# Need help understanding Conv2d and fold, unfold

I’m working on a cnn that directly processes each patch. After reading the documentation on fold and unfold, my understanding is that I can first apply convolution on an arbitrary `[b, c, h, w]` input named `A`, with some parameters for stride, dilation and padding. Let’s notate the output as shape `[b, c, h1, w1]`, named `B`.

My understanding for how fold and unfold works is as follows: If I were to unfold the input `A`, I would get something of the shape `[b, H, L]`. Then I can apply some transformation to `H` dimension, and then use unfold with `B`’s shape for the `output_shape` parameter, and taking the same parameters like stride and dilation.

However, it doesn’t look like it works this way. If my understanding is correct, the following example should execute without a problem. But it doesn’t run. Can someone point out what I missed?

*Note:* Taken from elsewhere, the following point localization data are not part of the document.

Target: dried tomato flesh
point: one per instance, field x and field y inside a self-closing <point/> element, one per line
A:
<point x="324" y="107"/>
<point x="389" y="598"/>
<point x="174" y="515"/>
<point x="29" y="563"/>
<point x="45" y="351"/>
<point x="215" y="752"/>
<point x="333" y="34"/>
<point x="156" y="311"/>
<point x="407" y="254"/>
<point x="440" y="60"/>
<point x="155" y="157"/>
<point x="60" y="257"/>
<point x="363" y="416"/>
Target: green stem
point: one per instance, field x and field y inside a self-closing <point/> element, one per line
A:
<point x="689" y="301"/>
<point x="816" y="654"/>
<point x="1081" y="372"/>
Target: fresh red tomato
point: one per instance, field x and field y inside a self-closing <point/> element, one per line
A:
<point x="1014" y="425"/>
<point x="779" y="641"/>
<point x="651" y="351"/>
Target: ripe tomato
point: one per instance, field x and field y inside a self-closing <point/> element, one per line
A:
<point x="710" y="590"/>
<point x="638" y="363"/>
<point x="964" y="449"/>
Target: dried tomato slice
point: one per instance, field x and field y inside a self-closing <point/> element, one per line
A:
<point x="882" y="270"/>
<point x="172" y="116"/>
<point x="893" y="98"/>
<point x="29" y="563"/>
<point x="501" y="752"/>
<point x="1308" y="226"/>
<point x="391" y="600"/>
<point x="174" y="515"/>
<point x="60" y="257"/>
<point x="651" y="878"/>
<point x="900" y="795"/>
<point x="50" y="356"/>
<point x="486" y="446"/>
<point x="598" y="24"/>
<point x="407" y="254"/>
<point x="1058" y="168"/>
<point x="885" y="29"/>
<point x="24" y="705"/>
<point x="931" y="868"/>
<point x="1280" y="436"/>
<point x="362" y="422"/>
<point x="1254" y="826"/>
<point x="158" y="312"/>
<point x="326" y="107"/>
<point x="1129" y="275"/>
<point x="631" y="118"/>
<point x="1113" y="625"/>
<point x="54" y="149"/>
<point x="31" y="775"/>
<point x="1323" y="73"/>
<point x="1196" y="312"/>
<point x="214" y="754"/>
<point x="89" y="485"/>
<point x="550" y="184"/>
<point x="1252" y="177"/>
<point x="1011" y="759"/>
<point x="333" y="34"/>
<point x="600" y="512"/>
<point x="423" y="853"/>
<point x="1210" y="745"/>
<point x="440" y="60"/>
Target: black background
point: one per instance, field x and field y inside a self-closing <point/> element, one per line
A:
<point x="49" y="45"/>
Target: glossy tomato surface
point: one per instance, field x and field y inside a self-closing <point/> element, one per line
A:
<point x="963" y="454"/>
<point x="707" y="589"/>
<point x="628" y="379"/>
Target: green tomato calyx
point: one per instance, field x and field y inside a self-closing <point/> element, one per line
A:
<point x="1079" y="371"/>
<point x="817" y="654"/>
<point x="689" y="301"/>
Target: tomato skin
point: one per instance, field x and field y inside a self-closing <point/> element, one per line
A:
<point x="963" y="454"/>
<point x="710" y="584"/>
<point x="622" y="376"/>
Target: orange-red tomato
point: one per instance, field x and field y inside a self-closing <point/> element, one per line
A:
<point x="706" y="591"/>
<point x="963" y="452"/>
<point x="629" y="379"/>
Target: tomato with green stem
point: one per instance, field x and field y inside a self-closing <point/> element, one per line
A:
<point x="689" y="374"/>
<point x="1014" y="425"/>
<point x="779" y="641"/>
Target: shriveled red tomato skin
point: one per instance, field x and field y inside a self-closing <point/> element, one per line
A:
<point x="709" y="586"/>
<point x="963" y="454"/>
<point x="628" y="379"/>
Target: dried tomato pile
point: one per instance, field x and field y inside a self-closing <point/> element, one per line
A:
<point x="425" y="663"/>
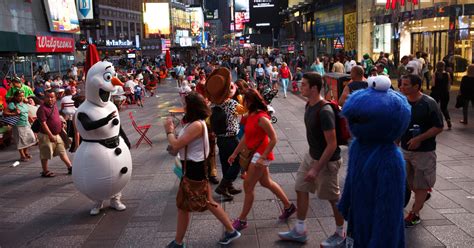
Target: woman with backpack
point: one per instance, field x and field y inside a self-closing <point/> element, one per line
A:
<point x="225" y="125"/>
<point x="440" y="90"/>
<point x="259" y="137"/>
<point x="193" y="147"/>
<point x="285" y="77"/>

``````A = torch.randn(4, 32, 224, 224)
out_shape = nn.Conv2d(32, 32, kernel_size=3, dilation=2, stride=2, padding=0)(A).shape[-2:]
windows = torch.nn.functional.unfold(A, kernel_size=3, dilation=2, stride=2, padding=0)
A_ = torch.nn.functional.fold(windows, output_size=out_shape, kernel_size=3, dilation=2, stride=2, padding=0)
``````

This would complain that fold given output size=110 would require a size of L=2809, while the windows variable has an L=12100 which is 110**2. Then I tried to fold again with output_size=224, which doesn’t complain anymore but gives me back a shape of `[4, 32, 224, 224]`.

Take a look at this documentation for the non-functional version:

https://pytorch.org/docs/stable/generated/torch.nn.Fold.html#torch.nn.Fold

In particular to:

``````fold(unfold(input)) == divisor * input
``````

I believe `Fold` would restore the original input shape rather than yield the output shape of the corresponding convolution.

I see, now that you mention it the doc does mention that it restores the original size. Do you know of a way to preserve the behavior of parameters such as dilation and stride, so that the effect of unfold and fold is almost identical to that of a Conv2d module?

I would think about your problem from the perspective that some sort of reduction needs to happen in order to transform the Unfold output to the equivalent of a conv. This example may not be the exact operation you are trying to implement but it illustrates some basics:

``````import torch
from torch import nn

A = torch.ones(4, 32, 224, 224)
conv = nn.Conv2d(32, 1, kernel_size=3, dilation=2, stride=2,padding=0, bias=False)
conv.weight = torch.nn.Parameter(torch.ones_like(conv.weight))
out = conv(A)
print(out.shape)
windows = torch.nn.functional.unfold(A, kernel_size=3, dilation=2, stride=2, padding=0)
print(windows.shape)
windows = windows.reshape(4, 1, 32*9, out.shape[-2], out.shape[-1])
windows_reduced = torch.sum(windows, axis=2)
print(windows_reduced.shape)
print(torch.allclose(out, windows_reduced))
``````
``````torch.Size([4, 1, 110, 110])
torch.Size([4, 288, 12100])
torch.Size([4, 1, 110, 110])
True
``````

Note that unfold will produce an “output” equivalent to that of a convolution with just a single channel.

Thank you for the detailed reply. I do see this solution working and I’ll go with something along this line.